I have to say that I do feel in a slightly better mood than normal after doing that 2 minute cold therapy a few hours ago. My body and mind somehow feel a little more healthy and athletic, even though I have not done any exercise.
 
Messages
1,446
So, how many people have been cured of ME by cold water? Either baths, showers or diving into the Atlantic ocean?
 

Jenny

Senior Member
Messages
1,388
Location
Dorset
So, how many people have been cured of ME by cold water? Either baths, showers or diving into the Atlantic ocean?

This treatment for ME was popular in the 80s. I had cold water baths for 3 months, reducing the temperature of the water each day. It had no effect on my symptoms at all, good or bad.
 

Hip

Senior Member
Messages
17,824
So, how many people have been cured of ME by cold water? Either baths, showers or diving into the Atlantic ocean?

If it does occur, I imagine it would be a very rare occurrence for cold therapy to actually cure ME/CFS. Cold therapy is regularly practiced in countries like in Nordic countries and Russia, so if cold therapy was regularly curing ME/CFS, I am sure we would have heard many anecdotical accounts about it.

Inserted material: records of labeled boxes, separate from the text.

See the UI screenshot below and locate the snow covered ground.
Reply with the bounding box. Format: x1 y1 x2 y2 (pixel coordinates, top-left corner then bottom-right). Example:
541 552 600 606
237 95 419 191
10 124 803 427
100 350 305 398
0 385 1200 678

In the absence of such anecdotical accounts, I think we can safely assume that cold therapy is very unlikely likely to lead to a cure, and unlikely to lead to major improvements for most people with ME/CFS.

Though it's quite conceivable that cold therapy might lead to some useful mild benefits for some ME/CFS patients. Given the simplicity of applying 20ºC cold water to the skin for 2 minutes using a shower head, it is something that might be easily tried.